Public unsettled on chromium settlementMeeting at City Hall this Monday on cleanup of toxic Garfield Avenue site

If Robert Harper had his way, he would have moved out of his apartment on Union Street in Jersey City years ago. Harper has spent the past year working with neighbors and doing research to find out just how much chromium is located at a property at 900 Garfield Ave. that is less than a block from him.
Chrome was produced on the site from the 1920s until the 1960s. Chromium was used in a variety of industrial applications, including metal plating, the manufacture of stainless steel, and the production of colored glass.
The waste product of the process was hexavalent chromium, a highly toxic contaminant that is thought to be the cause of many health problems, including cancer.
The site is scheduled for a cleanup by Pittsburgh-based PPG Industries, Inc., which operated at the site from 1954 to 1963, as part of a settlement agreement reached in February between the state, the city of Jersey City, and PPG.
The settlement mandates that PPG clean up, within five years, soil and sources of chromium contamination at the property along Garfield Avenue.
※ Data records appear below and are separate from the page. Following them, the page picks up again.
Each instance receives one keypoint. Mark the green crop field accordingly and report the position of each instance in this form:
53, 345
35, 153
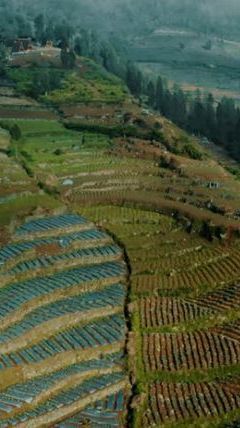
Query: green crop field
119, 265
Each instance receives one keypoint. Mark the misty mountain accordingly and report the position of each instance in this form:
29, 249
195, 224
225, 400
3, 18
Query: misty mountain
127, 17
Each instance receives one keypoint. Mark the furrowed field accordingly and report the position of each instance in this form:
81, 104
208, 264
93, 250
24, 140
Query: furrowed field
119, 264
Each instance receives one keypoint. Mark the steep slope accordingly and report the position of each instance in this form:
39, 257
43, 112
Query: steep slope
175, 211
63, 289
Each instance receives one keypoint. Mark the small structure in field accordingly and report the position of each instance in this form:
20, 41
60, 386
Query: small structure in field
49, 44
213, 185
22, 44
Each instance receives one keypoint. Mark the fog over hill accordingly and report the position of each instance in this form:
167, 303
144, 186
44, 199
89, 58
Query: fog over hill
124, 17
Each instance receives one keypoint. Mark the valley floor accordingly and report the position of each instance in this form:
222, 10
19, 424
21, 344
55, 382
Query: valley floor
120, 275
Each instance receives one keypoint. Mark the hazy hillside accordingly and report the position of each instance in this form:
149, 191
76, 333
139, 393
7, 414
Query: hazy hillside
124, 16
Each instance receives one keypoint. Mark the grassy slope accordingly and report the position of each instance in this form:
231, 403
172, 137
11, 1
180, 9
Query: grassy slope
110, 176
181, 58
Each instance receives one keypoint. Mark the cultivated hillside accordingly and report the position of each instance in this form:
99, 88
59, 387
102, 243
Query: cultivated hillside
135, 319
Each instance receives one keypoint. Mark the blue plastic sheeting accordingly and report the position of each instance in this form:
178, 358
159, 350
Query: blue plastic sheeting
113, 295
51, 223
67, 397
102, 332
16, 249
18, 395
47, 261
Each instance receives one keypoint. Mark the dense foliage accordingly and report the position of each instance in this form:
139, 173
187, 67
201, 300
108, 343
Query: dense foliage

PPG also has agreed to complete remediation at 13 other chromium-contaminated sites in Jersey City, Weehawken, and Bayonne.
The public may comment on the settlement until April 15. The public can also ask questions and comment at a public meeting this Monday, March 30, at City Hall, 280 Grove St., Jersey City, starting at 7 p.m. In addition, the public can mail their comments to: Thomas Cozzi, Assistant Director, NJDEP, 401 East State St., P.O. Box 028, Trenton N.J. 08625.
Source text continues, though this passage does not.